As I said in my posting entitled ‘Mid-summer Madness’ I went up to the North Yorkshire Moors on Friday 27th July and returned on Thursday 2nd August.

I went via the M11, A14, the A1 (The Great North Road), A168 and the A19 and the drive up was moderately awful. The traffic from near the end of the M11 until the junction with the western leg of the A14 was very dense which slowed everything down. Then, once on the A1, it seemed that there was a two and a half mile traffic queue at every roundabout on the A1 and there are 4 or five on that stretch. After I eventually turned off on to the A168/A19 I though that my troubles were over but, no, roadworks on the A19 caused yet another queue.

The journey took 7 hours instead of 5 or less – not a good start.

I did eventually arrive at Baysdale Abbey where I was staying and before you get excited let me explain that in spite of its name it is not an abbey. There was once an abbey there but it has long gone.

Baysdale Abbey is the long building that looks a bit like a military barracks, rather plain outside but comfortable enough inside and sleeps 17. The setting though is very nice. One has to drive up a single track road that winds up to the top of the moors and back down again into Baysdale. That road is the only entrance and exit.

There weren’t actually 17 of us but only 14 and that was quite enough. There was a small beck (stream) running past and fish could be seen in the clear water. Footpaths radiated out from Baysdale and up about 600 feet onto the moors above.

My first trip out was the next day, Saturday, to Robin Hood’s Bay about 6 miles south along the coast from Whitby. We didn’t go straight to Robin Hood’s Bay but headed to Boggle Hole where we intended to park and then walk along the cliff top to Robin Hood’s Bay.

Robin Hood’s Bay is the name for both the bay itself and also the little village near the top of the bay. The snag with this walk is that the car park at Boggle Hole is level with the top of the cliffs and one has then to walk down the lane to sea level and then climb steeply back to the top of the cliffs again. At the Robin Hood’s Bay end one has to go back down to sea level again. Ah well it’s good exercise!

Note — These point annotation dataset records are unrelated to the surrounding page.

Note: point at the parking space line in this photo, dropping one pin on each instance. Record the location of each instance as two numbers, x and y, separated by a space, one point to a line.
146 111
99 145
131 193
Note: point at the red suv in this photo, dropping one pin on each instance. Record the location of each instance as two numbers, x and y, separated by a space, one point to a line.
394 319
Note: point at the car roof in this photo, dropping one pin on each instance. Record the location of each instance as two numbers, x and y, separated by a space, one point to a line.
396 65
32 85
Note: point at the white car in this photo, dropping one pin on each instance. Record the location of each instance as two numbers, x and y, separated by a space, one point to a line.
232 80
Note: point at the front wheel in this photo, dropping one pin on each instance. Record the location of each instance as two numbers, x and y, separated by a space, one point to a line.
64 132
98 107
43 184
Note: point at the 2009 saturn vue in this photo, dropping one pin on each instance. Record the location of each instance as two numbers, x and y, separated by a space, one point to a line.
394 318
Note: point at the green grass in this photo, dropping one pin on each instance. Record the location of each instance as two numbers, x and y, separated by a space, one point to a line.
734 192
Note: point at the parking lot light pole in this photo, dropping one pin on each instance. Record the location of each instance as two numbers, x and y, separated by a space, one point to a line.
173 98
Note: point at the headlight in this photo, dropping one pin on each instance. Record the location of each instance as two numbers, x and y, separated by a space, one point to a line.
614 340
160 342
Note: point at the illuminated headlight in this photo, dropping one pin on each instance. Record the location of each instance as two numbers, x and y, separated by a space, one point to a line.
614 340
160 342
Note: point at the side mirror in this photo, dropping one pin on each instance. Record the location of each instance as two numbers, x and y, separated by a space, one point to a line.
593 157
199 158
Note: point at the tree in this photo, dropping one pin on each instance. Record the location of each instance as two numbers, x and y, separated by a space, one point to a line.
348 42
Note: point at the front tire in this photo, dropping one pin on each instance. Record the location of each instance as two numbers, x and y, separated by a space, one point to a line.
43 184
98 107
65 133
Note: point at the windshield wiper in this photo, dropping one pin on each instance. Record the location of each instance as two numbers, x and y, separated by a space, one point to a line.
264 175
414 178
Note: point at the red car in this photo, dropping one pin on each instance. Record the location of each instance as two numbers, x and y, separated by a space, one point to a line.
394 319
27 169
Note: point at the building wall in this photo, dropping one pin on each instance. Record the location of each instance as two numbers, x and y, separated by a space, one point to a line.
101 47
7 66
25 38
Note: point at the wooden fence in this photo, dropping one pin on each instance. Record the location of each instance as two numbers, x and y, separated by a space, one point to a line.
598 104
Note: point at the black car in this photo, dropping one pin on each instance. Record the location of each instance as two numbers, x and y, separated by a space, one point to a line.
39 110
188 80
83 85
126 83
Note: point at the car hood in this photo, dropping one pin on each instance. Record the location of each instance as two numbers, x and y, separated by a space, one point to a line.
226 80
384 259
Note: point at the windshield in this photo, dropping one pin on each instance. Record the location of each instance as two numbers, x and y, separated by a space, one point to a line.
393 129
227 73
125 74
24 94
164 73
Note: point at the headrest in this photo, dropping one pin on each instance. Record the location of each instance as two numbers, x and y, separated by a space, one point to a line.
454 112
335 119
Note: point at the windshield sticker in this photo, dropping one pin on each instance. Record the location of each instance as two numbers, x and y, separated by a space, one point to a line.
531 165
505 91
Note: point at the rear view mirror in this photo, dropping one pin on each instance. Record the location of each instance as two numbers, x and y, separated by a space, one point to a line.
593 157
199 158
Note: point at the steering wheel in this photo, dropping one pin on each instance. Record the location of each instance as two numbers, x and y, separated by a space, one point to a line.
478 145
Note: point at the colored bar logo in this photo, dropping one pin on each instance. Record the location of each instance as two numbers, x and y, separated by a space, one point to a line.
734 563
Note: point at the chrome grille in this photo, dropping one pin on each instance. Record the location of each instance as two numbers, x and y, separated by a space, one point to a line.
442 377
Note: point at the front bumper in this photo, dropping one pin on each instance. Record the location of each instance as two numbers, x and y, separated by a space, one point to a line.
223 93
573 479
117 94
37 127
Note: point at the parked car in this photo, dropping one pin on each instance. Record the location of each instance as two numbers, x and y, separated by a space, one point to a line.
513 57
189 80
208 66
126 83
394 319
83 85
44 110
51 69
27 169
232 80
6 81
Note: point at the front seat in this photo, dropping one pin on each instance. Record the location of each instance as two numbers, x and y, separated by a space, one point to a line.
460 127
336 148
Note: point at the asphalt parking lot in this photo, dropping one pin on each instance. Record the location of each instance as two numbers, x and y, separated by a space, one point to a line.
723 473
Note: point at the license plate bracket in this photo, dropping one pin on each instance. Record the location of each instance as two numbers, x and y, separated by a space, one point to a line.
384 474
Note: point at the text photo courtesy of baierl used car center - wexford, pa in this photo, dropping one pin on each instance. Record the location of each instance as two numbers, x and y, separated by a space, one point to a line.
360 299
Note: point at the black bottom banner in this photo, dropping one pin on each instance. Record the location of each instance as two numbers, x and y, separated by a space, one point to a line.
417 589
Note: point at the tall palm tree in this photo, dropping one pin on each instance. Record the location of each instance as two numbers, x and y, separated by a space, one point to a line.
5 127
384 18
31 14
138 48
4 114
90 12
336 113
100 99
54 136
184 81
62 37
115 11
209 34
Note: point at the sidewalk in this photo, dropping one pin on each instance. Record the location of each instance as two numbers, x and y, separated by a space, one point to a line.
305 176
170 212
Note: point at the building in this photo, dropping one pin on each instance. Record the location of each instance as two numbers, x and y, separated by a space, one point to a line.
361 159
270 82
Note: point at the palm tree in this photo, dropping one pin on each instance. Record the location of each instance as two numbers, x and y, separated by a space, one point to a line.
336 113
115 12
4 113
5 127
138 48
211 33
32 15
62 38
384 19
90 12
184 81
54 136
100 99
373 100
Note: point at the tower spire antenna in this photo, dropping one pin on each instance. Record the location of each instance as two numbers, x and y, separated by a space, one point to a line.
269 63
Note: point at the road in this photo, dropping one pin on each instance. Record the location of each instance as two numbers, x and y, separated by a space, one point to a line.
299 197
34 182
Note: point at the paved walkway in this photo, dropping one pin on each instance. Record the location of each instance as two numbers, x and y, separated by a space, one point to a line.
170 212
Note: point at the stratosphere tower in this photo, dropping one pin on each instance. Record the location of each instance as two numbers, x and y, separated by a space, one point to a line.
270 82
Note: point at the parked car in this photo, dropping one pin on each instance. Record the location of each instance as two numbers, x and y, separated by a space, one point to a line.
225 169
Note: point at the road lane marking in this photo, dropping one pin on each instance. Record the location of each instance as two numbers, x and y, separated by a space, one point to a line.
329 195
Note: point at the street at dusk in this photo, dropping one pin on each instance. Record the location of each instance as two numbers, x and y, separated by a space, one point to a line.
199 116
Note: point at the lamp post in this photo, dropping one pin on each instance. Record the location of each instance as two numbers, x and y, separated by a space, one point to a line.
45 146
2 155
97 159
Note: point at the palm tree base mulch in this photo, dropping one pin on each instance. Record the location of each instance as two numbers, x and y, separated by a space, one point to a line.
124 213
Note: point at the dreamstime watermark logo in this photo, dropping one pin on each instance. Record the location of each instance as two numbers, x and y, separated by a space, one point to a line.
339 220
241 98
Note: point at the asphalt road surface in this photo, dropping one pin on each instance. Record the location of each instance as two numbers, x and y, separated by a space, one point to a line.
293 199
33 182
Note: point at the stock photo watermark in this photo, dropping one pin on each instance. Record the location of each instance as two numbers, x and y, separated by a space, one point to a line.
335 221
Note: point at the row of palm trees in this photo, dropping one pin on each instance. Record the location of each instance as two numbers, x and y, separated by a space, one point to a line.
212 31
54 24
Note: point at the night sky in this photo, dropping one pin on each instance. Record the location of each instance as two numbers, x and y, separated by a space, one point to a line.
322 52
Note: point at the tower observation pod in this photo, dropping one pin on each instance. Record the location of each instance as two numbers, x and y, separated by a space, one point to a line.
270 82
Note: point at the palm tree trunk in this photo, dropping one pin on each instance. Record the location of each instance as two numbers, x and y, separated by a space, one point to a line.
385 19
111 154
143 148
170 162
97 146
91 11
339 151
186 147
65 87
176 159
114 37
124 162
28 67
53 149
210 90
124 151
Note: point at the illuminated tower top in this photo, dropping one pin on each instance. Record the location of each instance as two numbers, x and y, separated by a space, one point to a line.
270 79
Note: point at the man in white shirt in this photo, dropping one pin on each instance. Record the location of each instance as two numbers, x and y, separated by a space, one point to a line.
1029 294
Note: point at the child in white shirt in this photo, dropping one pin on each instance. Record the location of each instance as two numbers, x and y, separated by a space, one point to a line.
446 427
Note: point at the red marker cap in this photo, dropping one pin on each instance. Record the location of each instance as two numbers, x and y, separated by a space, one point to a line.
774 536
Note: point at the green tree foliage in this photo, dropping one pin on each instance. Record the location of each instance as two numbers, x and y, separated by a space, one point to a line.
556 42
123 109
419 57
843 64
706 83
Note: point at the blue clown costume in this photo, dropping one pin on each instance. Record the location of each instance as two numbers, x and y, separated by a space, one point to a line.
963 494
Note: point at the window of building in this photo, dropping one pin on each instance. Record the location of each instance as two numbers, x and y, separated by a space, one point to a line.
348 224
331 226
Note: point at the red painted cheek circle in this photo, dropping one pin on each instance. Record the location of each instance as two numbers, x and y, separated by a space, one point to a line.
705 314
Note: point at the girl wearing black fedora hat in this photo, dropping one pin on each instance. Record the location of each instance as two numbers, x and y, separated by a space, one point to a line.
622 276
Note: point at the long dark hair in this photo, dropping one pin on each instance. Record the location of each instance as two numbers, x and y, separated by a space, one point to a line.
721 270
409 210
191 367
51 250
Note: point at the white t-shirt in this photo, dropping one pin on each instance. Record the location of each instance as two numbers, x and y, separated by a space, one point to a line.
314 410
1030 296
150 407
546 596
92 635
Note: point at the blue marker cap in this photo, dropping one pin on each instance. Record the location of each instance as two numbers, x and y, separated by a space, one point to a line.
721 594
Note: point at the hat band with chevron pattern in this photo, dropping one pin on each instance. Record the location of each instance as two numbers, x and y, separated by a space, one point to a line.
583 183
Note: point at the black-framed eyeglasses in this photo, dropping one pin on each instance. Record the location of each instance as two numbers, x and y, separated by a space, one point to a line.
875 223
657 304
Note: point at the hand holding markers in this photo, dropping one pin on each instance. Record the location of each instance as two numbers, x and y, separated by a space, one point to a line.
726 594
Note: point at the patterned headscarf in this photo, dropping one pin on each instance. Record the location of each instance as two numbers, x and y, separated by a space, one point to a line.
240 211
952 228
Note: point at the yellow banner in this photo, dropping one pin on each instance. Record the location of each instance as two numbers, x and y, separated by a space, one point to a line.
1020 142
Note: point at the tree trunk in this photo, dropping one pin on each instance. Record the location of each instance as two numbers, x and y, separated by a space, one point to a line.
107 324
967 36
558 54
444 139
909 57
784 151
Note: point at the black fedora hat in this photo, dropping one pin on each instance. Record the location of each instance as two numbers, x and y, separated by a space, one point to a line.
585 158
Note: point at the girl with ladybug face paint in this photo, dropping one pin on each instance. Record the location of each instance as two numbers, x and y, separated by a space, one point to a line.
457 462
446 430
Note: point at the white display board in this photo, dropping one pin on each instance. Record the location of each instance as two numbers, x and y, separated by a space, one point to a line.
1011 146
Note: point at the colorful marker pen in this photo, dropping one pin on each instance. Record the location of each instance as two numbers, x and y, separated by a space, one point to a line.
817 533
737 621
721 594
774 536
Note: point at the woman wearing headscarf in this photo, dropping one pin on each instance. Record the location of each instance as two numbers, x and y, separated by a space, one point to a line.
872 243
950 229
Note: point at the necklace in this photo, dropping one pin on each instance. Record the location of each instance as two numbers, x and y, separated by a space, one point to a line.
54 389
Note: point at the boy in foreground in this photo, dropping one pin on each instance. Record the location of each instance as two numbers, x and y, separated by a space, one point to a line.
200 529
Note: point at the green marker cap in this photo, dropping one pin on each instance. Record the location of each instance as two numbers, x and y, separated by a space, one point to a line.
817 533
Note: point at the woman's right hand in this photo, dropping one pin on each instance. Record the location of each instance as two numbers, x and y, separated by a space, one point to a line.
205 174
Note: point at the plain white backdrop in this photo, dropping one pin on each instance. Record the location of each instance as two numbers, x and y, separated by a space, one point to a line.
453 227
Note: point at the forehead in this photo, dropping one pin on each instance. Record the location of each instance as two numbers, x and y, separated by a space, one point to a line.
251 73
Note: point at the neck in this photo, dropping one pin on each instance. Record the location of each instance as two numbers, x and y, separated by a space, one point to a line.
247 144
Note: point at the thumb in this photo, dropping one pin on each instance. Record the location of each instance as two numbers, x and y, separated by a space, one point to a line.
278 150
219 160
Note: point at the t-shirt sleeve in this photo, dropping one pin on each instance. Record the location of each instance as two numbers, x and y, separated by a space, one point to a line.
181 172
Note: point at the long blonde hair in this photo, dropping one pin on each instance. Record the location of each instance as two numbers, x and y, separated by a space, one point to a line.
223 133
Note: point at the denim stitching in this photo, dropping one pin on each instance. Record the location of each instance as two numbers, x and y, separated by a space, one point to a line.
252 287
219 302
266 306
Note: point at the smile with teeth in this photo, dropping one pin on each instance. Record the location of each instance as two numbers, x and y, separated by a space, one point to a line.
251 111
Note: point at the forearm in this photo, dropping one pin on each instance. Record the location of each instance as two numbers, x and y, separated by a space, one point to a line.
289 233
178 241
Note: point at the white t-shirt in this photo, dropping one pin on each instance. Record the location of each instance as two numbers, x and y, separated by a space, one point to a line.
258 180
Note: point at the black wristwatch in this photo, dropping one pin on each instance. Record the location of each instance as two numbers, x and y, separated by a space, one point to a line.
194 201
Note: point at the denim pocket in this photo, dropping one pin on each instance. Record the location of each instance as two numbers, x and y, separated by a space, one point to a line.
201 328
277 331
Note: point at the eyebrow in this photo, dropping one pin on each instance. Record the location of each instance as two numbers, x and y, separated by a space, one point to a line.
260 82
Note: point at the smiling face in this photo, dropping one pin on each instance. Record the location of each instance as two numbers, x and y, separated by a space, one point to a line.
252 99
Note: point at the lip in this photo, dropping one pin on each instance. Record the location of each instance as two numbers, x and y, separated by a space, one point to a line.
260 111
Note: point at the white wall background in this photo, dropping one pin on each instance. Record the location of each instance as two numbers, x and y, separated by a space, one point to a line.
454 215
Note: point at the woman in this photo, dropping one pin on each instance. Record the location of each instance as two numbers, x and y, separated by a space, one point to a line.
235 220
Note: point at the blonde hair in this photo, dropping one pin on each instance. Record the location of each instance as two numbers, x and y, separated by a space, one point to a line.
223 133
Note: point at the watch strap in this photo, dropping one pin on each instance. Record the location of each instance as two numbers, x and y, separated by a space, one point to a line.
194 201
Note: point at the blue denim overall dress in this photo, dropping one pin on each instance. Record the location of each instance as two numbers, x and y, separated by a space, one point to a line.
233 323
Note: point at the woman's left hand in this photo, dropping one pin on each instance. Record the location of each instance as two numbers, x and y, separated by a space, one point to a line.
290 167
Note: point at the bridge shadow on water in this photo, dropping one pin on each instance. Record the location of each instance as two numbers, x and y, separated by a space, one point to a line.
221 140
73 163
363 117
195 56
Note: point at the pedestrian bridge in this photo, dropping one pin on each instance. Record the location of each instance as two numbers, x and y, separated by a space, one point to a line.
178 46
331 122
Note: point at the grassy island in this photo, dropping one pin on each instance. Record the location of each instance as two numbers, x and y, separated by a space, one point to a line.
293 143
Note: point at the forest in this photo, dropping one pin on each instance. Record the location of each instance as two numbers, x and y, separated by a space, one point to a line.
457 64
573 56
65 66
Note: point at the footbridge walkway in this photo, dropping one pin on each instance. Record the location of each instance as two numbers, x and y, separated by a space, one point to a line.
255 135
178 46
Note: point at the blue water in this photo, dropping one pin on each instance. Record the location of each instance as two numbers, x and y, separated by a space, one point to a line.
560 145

This view is from the top of the village, yes that’s another climb, looking back towards Boggle Hole with Ravenscar on the headland in the distance.

The village has some really picturesque cobbled narrow back lanes which vehicles could not possibly access.

The following day, Sunday, we all went for a round-trip walk onto the moors with quite a lot of stopping and looking. It was only 4 miles, but through dramatic moorland scenery, and we arrived back in time for a late lunch.

On Monday we all went to Whitby which is about 10 miles along the coast from Staithes. Whitby is arranged around the mouth of the River Esk so not only does it have river scenes but also coastal scenes.

Tuesday I went with my younger brother to Staithes on the coast to the east. My first visit to Staithes was about 50 years ago when one could drive down the steep, cobbled village street and park by the roadside. There were also a few elderly women still wearing traditional local dress. I re-visited about 6 years later and not much had changed. Tourism in Staithes was unheard of at that time.

Things have changed a bit since then but the village is just as quaint and charming although the traditional dress is no longer to be seen. The only people permitted to drive down into the village are people who need access such as residents, delivery vehicles, etcetera and there is a large car park at the top of the hill where visitors must park.

On Wednesday we all went back to Robin Hood’s bay via Boggle Hole because some of the group missed the first trip and the following day I returned home.

The drive back was not as bad as the drive up but there was one seven and a half mile queue at one point which delayed me by about 45 minutes.

New pages of the places I visited together with photographs will appear on the web site in due course.